Petra Glynt (aka Alexandra Mackenzie), self-proclaimed art punk from Montreal, has announced the release of her self-produced/recorded debut LP, and with it she has shared the single "Fell In A Hole". This Trip will be out on October 22 via Vibe Over Method, new label from producer Damian Taylor (Bjork, The Prodigy, Arcade Fire), who also mixed the album. A veteran performer in the local scene and a longtime collaborator with Doldrums (she has contributed to both his music and artwork), Glynt has been a Montreal/Toronto favorite for some time.
Glynt's visual aesthetic, as you can see in the video (co-directed by Mackenzie and Lesley Marshall), is strikingly vivid and stimulating, while her music sounds like it comes from a future age in which humans have returned to nature (whether by choice or not is something for us to interpret). Add on her activist perspective and her work achieves a poignancy that can't be ignored: she shines a bright neon light on the dark realities that we love to leave lurking in the shadows.

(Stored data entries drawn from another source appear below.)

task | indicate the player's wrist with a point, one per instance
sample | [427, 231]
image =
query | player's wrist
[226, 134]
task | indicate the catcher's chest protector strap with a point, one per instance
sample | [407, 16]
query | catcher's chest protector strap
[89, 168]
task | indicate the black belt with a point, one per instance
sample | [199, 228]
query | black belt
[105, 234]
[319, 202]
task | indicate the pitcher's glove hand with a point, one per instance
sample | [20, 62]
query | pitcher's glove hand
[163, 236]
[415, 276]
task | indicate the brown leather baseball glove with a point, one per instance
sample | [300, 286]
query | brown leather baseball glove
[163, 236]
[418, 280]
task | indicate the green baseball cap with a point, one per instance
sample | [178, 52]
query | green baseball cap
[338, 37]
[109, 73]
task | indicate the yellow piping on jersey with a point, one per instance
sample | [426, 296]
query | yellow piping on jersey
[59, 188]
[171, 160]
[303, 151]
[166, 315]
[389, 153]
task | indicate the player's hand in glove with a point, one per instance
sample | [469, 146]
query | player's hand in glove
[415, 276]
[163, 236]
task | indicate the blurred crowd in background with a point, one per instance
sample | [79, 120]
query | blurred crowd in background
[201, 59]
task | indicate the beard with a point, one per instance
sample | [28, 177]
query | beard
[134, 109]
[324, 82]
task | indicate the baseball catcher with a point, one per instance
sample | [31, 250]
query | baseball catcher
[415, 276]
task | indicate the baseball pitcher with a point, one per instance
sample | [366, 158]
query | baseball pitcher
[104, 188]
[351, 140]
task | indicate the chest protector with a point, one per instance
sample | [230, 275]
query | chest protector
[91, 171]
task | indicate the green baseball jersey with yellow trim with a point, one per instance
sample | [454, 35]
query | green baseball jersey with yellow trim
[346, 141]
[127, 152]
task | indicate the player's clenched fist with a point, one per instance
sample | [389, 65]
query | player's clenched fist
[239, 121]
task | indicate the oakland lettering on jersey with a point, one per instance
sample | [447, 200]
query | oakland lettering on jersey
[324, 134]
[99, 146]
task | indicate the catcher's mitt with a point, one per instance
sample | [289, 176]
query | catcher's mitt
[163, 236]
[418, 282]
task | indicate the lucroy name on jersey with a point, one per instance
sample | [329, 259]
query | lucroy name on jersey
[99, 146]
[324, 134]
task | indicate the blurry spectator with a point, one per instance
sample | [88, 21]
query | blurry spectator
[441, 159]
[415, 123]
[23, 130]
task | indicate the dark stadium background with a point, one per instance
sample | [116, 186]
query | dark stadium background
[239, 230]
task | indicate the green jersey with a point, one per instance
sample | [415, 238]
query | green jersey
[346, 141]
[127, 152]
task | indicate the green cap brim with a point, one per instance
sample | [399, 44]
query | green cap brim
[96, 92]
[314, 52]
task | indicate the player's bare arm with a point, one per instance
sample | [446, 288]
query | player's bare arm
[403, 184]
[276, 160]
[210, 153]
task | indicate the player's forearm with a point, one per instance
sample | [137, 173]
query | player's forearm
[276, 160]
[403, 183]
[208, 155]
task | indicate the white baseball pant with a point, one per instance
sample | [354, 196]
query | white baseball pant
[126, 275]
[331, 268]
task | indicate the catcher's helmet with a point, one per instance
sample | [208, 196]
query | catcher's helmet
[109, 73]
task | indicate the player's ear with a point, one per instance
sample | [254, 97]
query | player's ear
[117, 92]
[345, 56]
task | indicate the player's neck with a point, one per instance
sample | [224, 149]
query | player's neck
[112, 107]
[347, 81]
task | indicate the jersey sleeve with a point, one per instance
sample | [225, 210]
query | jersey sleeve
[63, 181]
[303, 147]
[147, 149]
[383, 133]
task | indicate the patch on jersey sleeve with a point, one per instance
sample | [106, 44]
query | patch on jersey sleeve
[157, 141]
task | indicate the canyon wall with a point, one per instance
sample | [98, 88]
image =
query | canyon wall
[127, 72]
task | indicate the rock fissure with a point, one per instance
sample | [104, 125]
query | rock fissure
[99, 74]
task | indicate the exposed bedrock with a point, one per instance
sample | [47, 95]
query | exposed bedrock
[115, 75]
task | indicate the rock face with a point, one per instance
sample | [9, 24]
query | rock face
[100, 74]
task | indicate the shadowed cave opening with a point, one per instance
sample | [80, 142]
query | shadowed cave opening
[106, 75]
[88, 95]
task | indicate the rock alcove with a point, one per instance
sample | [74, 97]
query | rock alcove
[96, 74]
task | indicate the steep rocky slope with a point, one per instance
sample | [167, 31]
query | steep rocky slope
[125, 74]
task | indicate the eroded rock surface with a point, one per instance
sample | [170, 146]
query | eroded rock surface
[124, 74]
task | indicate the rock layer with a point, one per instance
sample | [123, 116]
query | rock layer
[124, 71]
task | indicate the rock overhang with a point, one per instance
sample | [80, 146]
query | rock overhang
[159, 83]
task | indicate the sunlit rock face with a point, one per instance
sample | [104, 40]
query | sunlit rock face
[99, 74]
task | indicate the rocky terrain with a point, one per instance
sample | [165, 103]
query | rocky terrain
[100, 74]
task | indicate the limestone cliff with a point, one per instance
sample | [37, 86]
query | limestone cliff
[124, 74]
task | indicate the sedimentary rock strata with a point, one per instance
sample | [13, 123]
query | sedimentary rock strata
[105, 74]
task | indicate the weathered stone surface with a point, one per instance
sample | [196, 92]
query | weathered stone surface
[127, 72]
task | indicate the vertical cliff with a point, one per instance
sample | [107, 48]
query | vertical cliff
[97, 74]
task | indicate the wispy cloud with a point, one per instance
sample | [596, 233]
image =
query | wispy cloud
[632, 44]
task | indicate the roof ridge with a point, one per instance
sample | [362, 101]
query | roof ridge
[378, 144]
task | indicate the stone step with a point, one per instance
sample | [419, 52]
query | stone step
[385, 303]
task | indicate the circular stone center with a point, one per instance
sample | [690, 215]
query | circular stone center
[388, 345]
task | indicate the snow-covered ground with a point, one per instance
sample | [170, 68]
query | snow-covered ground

"Fell In A Hole" is one of the most accomplished displays of her singular dynamic. Set in a hyper-realistic corporate office (the sixes-only clock is a nice touch), the video features her in the role of an evil CEO, decked out in a tropi-colored suit with matching rollerblades, rainbow eyebrows, and nefariously pointed lipstick. Her cronies, equally vibrant, roll around the office conducting business as usual while the rest of the world seems to be up in flames. In her thunderous, gooey "vibr-alto" as I'd like to call it, she sings of commerce's unabated greed as tribal rhythms bellow down below, drilling turbulently toward the ground while accompanying the words "We fell in a hole". The blown out style in which this troupe is twirling around the room, with campy expressions on their lavishly painted faces that only show concern for what is in their microcosm, conveys the level of absurdity our narcissism has reached in a gorgeously ghastly manner. I've always struggled with the idea of how to effectively meld art and politics, but if there's one way to do it, Petra Glynt has it down. It isn't subtle and I don't think she wants it to be; with the time for subtlety long gone, she is what we need.